The threatened loss of over 10 percent of a State’s overall budget is economic dragooning that leaves the States with no real option but to acquiesce in the Medicaid expansion. The Government claims that the expansion is properly viewed as only a modification of the existing program, and that this modification is permissible because Congress reserved the “right to alter, amend, or repeal any provision” of Medicaid. §1304. But the expansion accomplishes a shift in kind, not merely degree. The original program was designed to cover medical services for particular categories of vulnerable individuals. Under the Affordable Care Act, Medicaid is transformed into a program to meet the health care needs of the entire nonelderly population with income below 133 percent of the poverty level. A State could hardly anticipate that Congress’s reservation of the right to “alter” or “amend” the Medicaid program included the power to transform it so dramatically. The Medicaid expansion thus violates the Constitution by threatening States with the loss of their existing Medicaid funding if they decline to comply with the expansion.
The gist of this ruling is that the Medicaid expansion is now going to be a whole lot more "voluntary" than before. In short, the Medicaid expansion is going to cover far fewer uninsured Americans than originally anticipated, particularly in red states hostile to the idea of social insurance to begin with. How this will shake out, given that these same individuals will instead be covered under mandatory subsidized private insurance, remains to be seen.
CONCLUSIONS (FOR NOW)
The ruling takes a somewhat ineffectual attempt to reform health care and makes it a bit more toothless.
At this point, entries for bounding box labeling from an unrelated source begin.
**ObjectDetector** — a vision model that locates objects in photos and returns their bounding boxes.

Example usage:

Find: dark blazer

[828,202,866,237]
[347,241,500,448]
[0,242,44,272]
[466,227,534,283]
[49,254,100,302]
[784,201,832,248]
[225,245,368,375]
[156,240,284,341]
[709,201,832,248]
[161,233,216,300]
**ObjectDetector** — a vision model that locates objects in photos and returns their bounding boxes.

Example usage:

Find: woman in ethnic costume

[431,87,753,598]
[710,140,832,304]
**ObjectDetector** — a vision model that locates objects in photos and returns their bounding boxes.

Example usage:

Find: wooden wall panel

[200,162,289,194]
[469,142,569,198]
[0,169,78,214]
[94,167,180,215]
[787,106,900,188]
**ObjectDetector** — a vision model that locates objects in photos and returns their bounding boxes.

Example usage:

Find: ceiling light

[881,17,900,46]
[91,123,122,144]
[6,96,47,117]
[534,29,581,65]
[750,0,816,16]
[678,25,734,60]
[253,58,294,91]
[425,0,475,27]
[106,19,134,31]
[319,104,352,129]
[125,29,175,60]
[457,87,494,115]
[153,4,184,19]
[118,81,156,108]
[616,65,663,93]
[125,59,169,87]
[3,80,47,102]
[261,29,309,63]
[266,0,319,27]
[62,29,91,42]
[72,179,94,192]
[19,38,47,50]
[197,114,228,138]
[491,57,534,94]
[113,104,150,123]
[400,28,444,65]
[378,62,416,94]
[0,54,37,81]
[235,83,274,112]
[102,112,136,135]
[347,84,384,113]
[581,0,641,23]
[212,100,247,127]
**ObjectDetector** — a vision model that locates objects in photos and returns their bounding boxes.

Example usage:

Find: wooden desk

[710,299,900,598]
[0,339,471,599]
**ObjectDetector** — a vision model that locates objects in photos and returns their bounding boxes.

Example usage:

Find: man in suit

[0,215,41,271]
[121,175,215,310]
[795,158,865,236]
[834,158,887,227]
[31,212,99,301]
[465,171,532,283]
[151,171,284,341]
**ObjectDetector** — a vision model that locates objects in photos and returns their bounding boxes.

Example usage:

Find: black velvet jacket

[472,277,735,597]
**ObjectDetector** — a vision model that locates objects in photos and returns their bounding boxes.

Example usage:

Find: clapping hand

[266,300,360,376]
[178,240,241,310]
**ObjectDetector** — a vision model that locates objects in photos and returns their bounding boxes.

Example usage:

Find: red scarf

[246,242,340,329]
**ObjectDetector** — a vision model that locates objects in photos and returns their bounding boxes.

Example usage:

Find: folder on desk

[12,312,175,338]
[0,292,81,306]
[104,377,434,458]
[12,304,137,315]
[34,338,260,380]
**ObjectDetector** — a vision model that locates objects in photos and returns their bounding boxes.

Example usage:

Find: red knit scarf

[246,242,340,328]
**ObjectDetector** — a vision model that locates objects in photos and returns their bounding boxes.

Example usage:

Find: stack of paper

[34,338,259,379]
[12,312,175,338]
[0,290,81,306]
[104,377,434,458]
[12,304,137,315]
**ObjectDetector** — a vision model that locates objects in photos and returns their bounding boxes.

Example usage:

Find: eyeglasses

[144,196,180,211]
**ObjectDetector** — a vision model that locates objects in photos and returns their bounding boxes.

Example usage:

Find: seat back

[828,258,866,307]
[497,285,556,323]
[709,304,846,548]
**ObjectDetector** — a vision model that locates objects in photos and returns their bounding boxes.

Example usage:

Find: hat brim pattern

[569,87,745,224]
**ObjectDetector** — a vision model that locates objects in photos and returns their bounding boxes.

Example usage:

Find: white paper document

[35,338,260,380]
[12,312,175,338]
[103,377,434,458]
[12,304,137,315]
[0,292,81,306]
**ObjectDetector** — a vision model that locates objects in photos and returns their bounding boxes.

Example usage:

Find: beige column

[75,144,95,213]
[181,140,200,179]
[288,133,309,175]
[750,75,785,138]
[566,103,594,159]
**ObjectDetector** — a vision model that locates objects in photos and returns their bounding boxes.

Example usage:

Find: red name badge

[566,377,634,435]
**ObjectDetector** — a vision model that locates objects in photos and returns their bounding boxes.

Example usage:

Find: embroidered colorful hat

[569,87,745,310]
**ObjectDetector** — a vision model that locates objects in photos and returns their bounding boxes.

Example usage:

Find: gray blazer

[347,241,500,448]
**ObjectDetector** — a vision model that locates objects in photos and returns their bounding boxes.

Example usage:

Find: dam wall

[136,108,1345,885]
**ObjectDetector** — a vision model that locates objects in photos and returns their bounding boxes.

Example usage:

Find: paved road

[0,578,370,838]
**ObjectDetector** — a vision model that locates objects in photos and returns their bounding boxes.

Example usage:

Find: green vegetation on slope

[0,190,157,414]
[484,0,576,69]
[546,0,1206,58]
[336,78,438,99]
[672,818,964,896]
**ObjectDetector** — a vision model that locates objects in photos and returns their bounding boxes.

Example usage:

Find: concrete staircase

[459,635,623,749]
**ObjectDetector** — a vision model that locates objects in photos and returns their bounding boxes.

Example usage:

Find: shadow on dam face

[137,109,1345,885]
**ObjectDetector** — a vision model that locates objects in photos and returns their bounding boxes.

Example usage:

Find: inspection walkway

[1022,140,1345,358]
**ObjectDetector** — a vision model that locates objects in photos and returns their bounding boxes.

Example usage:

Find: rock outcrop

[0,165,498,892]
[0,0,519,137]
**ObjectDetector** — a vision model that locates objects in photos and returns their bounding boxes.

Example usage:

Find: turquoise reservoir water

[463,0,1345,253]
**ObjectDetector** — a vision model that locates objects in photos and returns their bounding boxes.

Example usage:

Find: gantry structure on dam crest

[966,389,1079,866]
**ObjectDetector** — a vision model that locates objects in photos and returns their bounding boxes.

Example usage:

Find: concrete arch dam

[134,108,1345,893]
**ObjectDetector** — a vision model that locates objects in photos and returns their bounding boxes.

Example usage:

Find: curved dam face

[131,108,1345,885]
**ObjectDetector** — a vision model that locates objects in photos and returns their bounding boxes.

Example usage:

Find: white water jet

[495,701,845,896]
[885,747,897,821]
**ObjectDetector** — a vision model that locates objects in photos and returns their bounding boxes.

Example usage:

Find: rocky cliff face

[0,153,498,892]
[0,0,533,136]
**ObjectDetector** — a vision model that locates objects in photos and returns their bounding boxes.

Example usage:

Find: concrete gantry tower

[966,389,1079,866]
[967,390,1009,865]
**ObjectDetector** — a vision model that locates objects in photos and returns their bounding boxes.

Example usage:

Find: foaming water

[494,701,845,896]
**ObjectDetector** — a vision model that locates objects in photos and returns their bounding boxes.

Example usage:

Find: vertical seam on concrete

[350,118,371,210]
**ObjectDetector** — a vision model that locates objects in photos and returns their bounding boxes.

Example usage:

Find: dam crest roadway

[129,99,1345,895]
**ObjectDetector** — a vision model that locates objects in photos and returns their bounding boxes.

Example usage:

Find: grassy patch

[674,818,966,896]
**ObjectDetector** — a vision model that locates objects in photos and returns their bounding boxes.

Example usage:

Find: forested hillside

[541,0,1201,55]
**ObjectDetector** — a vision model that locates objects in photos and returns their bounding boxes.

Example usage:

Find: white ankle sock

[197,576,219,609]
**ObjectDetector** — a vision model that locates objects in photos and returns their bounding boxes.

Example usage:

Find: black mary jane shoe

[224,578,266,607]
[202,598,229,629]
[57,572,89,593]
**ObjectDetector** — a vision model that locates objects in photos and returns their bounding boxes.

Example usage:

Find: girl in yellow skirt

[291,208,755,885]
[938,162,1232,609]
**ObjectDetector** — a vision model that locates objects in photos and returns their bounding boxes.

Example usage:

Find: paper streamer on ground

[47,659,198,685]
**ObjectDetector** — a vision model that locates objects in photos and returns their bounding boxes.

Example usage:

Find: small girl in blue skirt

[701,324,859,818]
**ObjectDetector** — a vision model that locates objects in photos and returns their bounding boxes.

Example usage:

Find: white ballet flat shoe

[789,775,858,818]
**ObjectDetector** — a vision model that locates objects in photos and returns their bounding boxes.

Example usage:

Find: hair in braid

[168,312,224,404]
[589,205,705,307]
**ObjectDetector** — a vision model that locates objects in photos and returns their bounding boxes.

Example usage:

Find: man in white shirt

But many of the provisions of the act...mandatory coverage, no recissions, consumer rebates, subsidies, etc., remain in place, and overall this is a vindication for Obamacare and the Democrats in Congress.
Or I should say, a big semantic victory for Randy Barnett and the ridiculous broccoli clause argument, but a real, practical victory for those who see this as at least a start, albeit a flawed one, at bringing the utterly broken Frankenstein monstrosity that is the US health care system under control.